Elisabeth Waters' "A Capella," another reprint from Snows of Darkover, features Gavin Dellaray, a minor character from The Heirs of Hammerfell, caught in the difficult position of trying to teach Capella Ridenow, the tone-deaf nedestra cousin of the King, the soprano part in his next cantata.

The final story of the anthology, also by Waters, is a comic sequel to her reprint, "A Song for Capella," in which Gavin Dellaray is hard put to produce a suitable musical program to celebrate the marriage of Capella to Lord Alton.

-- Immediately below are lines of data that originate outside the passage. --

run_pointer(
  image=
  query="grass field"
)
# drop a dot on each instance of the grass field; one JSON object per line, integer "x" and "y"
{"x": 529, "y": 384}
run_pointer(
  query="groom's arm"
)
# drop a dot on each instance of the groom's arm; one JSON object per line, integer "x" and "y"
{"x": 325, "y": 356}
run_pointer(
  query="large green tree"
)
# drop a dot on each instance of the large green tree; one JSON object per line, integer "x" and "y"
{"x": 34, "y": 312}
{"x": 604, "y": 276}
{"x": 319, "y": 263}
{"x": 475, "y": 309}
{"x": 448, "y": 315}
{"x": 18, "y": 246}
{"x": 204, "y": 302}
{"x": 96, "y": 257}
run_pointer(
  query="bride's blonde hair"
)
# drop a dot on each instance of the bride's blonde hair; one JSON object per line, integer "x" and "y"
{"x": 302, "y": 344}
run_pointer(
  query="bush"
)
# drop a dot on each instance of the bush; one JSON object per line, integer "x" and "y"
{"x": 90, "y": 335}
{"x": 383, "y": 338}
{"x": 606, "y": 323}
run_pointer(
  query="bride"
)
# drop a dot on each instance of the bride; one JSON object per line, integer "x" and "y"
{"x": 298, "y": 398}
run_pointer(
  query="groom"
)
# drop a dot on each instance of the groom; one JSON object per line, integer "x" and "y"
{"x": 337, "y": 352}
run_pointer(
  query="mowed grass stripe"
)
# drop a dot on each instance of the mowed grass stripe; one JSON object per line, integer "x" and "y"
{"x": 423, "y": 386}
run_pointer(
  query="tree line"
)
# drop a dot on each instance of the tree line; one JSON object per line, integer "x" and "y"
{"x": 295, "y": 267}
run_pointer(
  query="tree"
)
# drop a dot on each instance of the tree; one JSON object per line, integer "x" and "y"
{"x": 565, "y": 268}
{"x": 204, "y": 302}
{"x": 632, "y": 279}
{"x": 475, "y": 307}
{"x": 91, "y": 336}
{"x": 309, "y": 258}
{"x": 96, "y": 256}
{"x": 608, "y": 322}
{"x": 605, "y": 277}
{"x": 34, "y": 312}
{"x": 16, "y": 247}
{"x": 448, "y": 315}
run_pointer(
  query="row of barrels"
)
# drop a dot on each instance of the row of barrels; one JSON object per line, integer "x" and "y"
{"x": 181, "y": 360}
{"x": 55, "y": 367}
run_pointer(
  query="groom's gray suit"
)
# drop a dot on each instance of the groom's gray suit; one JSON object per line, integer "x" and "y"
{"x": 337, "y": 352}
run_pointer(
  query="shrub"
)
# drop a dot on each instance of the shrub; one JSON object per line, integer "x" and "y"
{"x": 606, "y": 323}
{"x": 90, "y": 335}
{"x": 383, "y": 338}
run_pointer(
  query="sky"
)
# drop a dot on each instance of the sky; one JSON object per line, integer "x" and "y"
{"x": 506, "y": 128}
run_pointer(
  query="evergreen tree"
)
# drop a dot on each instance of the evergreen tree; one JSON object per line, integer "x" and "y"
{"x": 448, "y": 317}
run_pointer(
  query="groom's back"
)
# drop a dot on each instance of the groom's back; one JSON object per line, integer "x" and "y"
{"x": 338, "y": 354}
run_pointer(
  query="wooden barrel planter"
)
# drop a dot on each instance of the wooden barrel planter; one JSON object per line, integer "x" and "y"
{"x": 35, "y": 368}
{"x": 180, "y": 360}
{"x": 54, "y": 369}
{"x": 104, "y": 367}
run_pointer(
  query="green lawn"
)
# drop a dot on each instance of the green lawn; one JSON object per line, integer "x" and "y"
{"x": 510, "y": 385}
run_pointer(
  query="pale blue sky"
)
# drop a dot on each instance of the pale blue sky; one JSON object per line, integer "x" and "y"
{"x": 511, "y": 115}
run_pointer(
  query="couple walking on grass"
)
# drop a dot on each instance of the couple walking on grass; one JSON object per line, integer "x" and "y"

As for the music of Darkover, Margaret Davis, one of several musicians in Bradley's circle of companions, presents a brief account of the role Bradley and other played in the creation of several published works, including a suite of songs taken from Tolkien's work with music written by Bradley, and a record of songs from the Darkover books, written or adapted by Bradley or other musicians, and arranged by Davis and her husband Kristof Klover. Following this account are the lyrics of the songs themselves - including all twenty-odd verses of the ballad of Callista and Hastur. An anthology with a difference, and a most enjoyable one, especially for those who have always been interested in the songs of Darkover.